As we saw on Christmas, Al Qaida and its extremist allies will stop at nothing in their efforts to kill Americans. And we are determined not only to thwart those plans but to disrupt, dismantle, and defeat their networks once and for all. Indeed, over the past year, we’ve taken the fight to Al Qaida and its allies wherever they plot and train, be it in Afghanistan and Pakistan, in Yemen and Somalia, or in other countries around the world. (January 4, 2020)

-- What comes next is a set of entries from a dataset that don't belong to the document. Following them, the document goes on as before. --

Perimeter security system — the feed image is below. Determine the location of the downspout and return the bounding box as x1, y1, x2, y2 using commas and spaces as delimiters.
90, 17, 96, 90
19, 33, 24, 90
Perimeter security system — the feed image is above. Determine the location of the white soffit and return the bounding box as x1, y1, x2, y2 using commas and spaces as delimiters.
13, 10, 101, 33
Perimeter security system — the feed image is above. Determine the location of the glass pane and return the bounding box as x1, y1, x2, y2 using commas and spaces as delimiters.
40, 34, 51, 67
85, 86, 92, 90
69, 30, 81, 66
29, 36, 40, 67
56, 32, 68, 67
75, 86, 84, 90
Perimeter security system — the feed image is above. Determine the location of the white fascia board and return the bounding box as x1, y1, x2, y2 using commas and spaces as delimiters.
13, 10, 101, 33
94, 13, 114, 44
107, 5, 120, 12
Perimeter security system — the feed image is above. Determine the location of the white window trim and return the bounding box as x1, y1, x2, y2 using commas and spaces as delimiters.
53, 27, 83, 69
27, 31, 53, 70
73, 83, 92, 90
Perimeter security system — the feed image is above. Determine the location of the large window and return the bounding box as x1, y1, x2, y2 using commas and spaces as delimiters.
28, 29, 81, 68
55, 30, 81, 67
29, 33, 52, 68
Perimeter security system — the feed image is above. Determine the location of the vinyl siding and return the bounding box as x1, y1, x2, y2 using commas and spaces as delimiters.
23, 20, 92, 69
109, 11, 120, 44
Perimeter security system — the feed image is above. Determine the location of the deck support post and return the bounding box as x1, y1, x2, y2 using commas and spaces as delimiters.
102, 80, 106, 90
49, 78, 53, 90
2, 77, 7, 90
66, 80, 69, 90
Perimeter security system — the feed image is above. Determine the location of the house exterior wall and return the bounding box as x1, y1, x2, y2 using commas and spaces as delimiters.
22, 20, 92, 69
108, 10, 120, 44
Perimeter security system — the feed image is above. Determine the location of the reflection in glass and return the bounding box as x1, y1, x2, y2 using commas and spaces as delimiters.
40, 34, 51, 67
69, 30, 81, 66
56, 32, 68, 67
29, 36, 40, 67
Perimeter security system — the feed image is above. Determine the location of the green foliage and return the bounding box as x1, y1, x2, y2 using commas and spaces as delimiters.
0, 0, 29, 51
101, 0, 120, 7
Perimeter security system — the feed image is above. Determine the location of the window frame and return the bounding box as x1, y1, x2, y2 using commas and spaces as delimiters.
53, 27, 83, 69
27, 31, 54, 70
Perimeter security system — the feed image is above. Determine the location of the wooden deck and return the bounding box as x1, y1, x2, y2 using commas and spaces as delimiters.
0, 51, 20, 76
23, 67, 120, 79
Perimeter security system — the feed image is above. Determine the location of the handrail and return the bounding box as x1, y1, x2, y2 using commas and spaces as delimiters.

To mad dog senators like Joe Lieberman and Jim DeMint already fantasizing about making war on yet another Muslim country, we offer the humble reminder that thus far, the military option – and it has always been an option, despite tough talk about “wars of necessity” – has not produced brilliant results for us. Dropping bombs on more brown-skinned people will not make us feel safer in Topeka and Providence. Furthermore, politicians of the bellicose variety should consult the British on the prospects of subduing a country like Yemen (they tried it and got licked in the late 1960s). No cake walk, no slam dunk, in short, no fun.
Our reviews, and the steps that we’ve taken and will continue to take, go to the heart of the kind of intelligence and homeland security we need in the 21st century. Just as Al Qaida and its allies are constantly evolving and adapting their efforts to strike us, we have to constantly adapt and evolve to defeat them, because as we saw on Christmas, the margin for error is slim and the consequences of failure can be catastrophic. (January 4, 2010)
POTUS’s own self-hypnotic mantra that we must “disrupt, dismantle, and defeat” (sometimes he swaps in “destroy” in the third position) betrays precisely the kind of misunderstanding Baer warns against. If Baer is right – and I suspect he is – the “war on terror” (not in name but in practice unchanged since October 2001) will be lost for the same simple reasons that our other fastidious struggles with demons on which we have previously declared wars – drugs, crime, poverty – have failed. Terrorism – terror! – just as any other abstraction we abhor, cannot easily be squashed by brute force; rather, it must be drained over time of its persuasive power. We won’t accomplish that by patting down the pantaloons of 170 million Nigerians, much less by allowing our politicians to fan the flames of xenophobia while praising the virtues of American vigilance.